Каков рецепт буфера для лизиса?

Буфер для лизиса представляет собой раствор, используемый для вскрытия или «лизирования» бактериальных клеток с высвобождением внутриклеточного содержимого. Он широко используется в молекулярной биологии и микробиологических процедурах, таких как экстракция ДНК и белков. Точный состав лизирующего буфера может варьироваться в зависимости от конкретного применения и типа лизируемых бактерий, но типичный рецепт включает следующие компоненты:

Трис-HCl (трис(гидроксиметил)аминометан гидрохлорид): Он действует как буферный агент для поддержания pH буфера. Значение pH буфера для лизиса имеет решающее значение, поскольку оно может влиять на стабильность и активность ферментов, участвующих в стадиях лизиса.
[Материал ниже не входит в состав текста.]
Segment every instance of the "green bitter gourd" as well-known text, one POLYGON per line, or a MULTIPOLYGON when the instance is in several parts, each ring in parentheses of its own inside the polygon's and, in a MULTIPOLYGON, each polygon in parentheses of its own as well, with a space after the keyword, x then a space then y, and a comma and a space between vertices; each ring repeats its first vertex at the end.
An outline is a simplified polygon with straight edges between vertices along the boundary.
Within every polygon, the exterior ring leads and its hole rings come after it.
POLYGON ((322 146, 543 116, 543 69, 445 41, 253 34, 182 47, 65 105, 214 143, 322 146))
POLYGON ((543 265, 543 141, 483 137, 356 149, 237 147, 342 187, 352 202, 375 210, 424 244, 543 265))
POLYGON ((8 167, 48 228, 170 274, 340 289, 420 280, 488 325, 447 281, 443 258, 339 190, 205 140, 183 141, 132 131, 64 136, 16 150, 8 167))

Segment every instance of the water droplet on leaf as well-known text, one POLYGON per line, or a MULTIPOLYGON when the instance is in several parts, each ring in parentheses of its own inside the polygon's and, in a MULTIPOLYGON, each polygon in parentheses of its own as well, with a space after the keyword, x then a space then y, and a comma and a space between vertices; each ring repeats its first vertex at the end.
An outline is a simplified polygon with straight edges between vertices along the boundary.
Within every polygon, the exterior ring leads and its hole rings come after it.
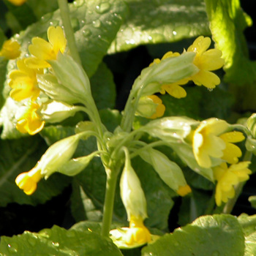
POLYGON ((107 1, 104 1, 96 7, 96 12, 99 14, 102 14, 108 12, 110 8, 110 4, 107 1))

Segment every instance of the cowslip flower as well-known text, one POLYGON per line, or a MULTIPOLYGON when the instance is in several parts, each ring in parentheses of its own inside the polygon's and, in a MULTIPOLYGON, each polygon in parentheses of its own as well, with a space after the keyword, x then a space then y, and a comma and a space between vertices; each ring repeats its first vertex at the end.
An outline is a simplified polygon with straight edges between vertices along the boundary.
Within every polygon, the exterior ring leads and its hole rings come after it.
POLYGON ((30 68, 46 68, 50 65, 47 61, 56 60, 59 52, 63 53, 66 49, 67 39, 60 26, 50 26, 47 31, 48 41, 40 37, 34 37, 29 46, 29 53, 34 56, 25 61, 30 68))
POLYGON ((165 111, 165 107, 162 99, 157 95, 150 95, 140 98, 135 114, 155 119, 162 116, 165 111))
MULTIPOLYGON (((179 56, 180 53, 177 52, 172 52, 169 51, 166 53, 161 60, 159 59, 155 59, 152 63, 149 64, 149 67, 152 66, 153 64, 157 64, 161 62, 161 61, 167 59, 167 58, 173 58, 179 56)), ((161 86, 161 91, 159 91, 162 94, 165 94, 165 92, 167 92, 170 96, 174 97, 177 99, 184 98, 187 96, 187 92, 181 86, 185 85, 189 82, 189 79, 184 78, 180 80, 178 80, 176 83, 169 83, 169 84, 163 84, 161 86)))
POLYGON ((28 105, 21 109, 21 113, 16 117, 16 129, 19 132, 34 135, 42 130, 45 122, 40 119, 37 113, 39 108, 38 104, 29 102, 28 105))
MULTIPOLYGON (((48 178, 69 161, 82 136, 83 133, 77 134, 51 145, 34 168, 20 173, 16 178, 15 182, 18 187, 27 195, 33 194, 37 189, 37 183, 43 177, 45 179, 48 178)), ((93 156, 91 157, 93 157, 93 156)))
POLYGON ((194 64, 200 71, 189 78, 197 86, 214 89, 220 83, 219 77, 211 71, 220 69, 224 64, 221 58, 222 53, 219 49, 206 50, 211 45, 211 39, 200 36, 190 45, 187 51, 195 52, 194 64))
POLYGON ((127 249, 141 246, 152 241, 152 235, 143 224, 140 217, 131 217, 129 227, 124 227, 110 232, 110 238, 119 248, 127 249))
POLYGON ((8 0, 8 1, 11 2, 12 4, 17 5, 17 6, 22 5, 26 1, 26 0, 8 0))
POLYGON ((0 50, 0 56, 5 59, 15 59, 20 55, 20 45, 17 41, 12 39, 7 40, 4 42, 0 50))
POLYGON ((238 162, 241 150, 232 142, 244 139, 240 132, 225 132, 228 124, 224 120, 210 118, 201 122, 192 135, 192 148, 198 165, 208 168, 212 158, 222 159, 229 163, 238 162))
POLYGON ((37 188, 37 183, 42 179, 40 170, 33 168, 29 172, 22 173, 17 176, 15 183, 28 195, 32 195, 37 188))
POLYGON ((37 74, 42 74, 42 69, 30 69, 24 63, 25 59, 17 61, 18 69, 12 70, 9 73, 9 86, 12 89, 10 97, 17 101, 26 98, 35 100, 40 93, 37 86, 37 74))
POLYGON ((249 179, 252 171, 248 169, 250 162, 241 162, 227 167, 222 162, 219 166, 213 168, 214 176, 217 181, 215 192, 215 201, 218 206, 222 202, 227 203, 228 199, 235 196, 234 186, 249 179))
ЭДТА (Этилендиаминтетрауксусная кислота): ЭДТА представляет собой хелатирующий агент, который связывается с двухвалентными катионами, такими как магний (Mg2+) и кальций (Ca2+), которые необходимы для поддержания целостности бактериальной клеточной стенки. Хелатируя эти ионы, ЭДТА ослабляет клеточную стенку и облегчает лизис клеток.

NaCl (хлорид натрия): NaCl включен в буфер для поддержания осмотического баланса и сохранения структурной целостности бактериальных клеток. Соответствующая концентрация NaCl зависит от солеустойчивости конкретных лизируемых бактерий.

Моющее средство (например, SDS или Triton X-100): Детергенты являются важнейшими компонентами лизирующего буфера, поскольку они разрушают липидный бислой мембраны бактериальных клеток. SDS (додецилсульфат натрия) является широко используемым моющим средством, но также можно использовать его альтернативы, такие как Triton X-100 или NP-40.

Лизоцим: Лизоцим представляет собой фермент, который специфически расщепляет бета-1,4-гликозидные связи, присутствующие в пептидогликановом слое клеточных стенок бактерий. Добавление лизоцима в лизирующий буфер усиливает разрушение клеток за счет разрушения сети пептидогликана.

РНКаза (рибонуклеаза): Если целью является экстракция РНК, в буфер для лизиса можно добавить РНКазу, чтобы предотвратить деградацию РНК во время процедуры лизиса. Ферменты РНКазы разрушают молекулы РНК, расщепляя фосфодиэфирные связи.

Протеаза (протеиназа К): Если целью является экстракция белка, в буфер для лизиса можно включить протеазу, такую ​​как протеиназа К. Протеиназа К — это мощный фермент, который может переваривать широкий спектр белков, не влияя на структуру или активность интересующих белков-мишеней.

Приготовление включает растворение соответствующих количеств Трис-HCl, ЭДТА, NaCl и выбранного моющего средства в сверхчистой или стерильной дистиллированной воде. Затем pH доводят до желаемого значения, используя концентрированную соляную кислоту (HCl) или гидроксид натрия (NaOH), обычно около pH 8,0. Добавляют лизоцим, РНКазу и протеиназу К в рекомендуемых концентрациях и тщательно перемешивают раствор, чтобы обеспечить полное растворение всех компонентов.

Конечный буфер для лизиса следует хранить при соответствующих условиях, обычно -20°C или -80°C, чтобы сохранить его стабильность и предотвратить деградацию ферментов. Перед применением буфер следует разморозить и тщательно перемешать для обеспечения однородности.

Важно оптимизировать состав буфера для лизиса с учетом конкретных лизируемых бактерий и последующих применений. Для достижения эффективного лизиса клеток и сохранения целостности целевых молекул может потребоваться корректировка pH, концентрации детергента или типов ферментов.